Attorno alla trasferta, però, è esplosa anche la polemica. Il Gos della Questura di Monza non ha accolto la richiesta avanzata dal Catanzaro di riservare una quota di biglietti alla tifoseria organizzata e ai club giallorossi sparsi in Italia. La prima fase della vendita è stata infatti limitata ai residenti nella provincia di Catanzaro in possesso della fidelity card, una scelta che ha escluso molti sostenitori residenti fuori regione e diversi gruppi organizzati.

Durissima la presa di posizione del Centro Coordinamento Catanzaro Club, che parla di decisione «incomprensibile e profondamente sbagliata», annunciando anche la richiesta di un’interrogazione parlamentare.
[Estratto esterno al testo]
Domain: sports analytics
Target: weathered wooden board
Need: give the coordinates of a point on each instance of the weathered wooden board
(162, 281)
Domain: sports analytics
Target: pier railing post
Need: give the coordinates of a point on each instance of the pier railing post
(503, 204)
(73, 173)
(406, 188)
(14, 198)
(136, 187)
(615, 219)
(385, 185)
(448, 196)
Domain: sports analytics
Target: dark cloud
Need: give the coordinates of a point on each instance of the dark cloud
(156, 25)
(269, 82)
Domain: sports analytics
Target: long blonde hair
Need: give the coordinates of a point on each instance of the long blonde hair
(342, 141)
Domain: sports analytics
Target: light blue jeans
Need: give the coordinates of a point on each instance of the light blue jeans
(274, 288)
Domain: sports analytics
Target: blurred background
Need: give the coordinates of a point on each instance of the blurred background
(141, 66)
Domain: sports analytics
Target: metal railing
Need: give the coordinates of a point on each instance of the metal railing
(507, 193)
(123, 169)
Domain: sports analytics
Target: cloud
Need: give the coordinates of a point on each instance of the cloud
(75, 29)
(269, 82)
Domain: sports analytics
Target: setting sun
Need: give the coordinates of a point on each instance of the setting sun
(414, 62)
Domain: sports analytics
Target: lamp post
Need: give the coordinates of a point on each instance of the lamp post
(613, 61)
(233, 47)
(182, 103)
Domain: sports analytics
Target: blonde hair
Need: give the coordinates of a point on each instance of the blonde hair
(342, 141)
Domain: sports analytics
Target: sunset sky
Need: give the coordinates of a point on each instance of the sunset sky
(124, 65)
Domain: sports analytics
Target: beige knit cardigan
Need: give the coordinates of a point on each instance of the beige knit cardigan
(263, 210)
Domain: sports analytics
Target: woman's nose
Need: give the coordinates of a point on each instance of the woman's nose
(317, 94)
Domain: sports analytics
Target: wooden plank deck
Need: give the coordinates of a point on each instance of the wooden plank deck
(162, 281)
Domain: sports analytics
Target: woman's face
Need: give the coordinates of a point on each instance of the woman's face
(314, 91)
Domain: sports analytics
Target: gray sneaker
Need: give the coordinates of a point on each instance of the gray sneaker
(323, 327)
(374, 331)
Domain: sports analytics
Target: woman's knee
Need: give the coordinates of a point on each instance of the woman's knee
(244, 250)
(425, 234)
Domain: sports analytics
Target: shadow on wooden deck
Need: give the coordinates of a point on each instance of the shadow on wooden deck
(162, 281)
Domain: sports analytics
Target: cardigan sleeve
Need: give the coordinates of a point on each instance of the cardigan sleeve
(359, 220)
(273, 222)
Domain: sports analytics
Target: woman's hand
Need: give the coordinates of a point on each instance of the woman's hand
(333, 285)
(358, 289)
Nel mirino soprattutto la gestione dell’ordine pubblico. Secondo i club, una diversa organizzazione avrebbe consentito una migliore tracciabilità dei tifosi in viaggio, evitando il rischio di spostamenti autonomi senza coordinamento.

Secondo le stime della tifoseria organizzata, potrebbero essere circa cinquemila i sostenitori giallorossi pronti a muoversi verso Monza, con o senza biglietto, per accompagnare il Catanzaro nell’ultimo atto della stagione. Sul piano tecnico, Aquilani studia le contromosse per provare a ribaltare il verdetto dell’andata. Servirà un Catanzaro più incisivo in avanti e più concreto sotto porta, senza però concedere campo a un Monza che potrà gestire il vantaggio. Una missione complicata, ma non per questo impossibile. Perché quando c’è di mezzo un sogno, il calcio sa spesso sfidare ogni pronostico.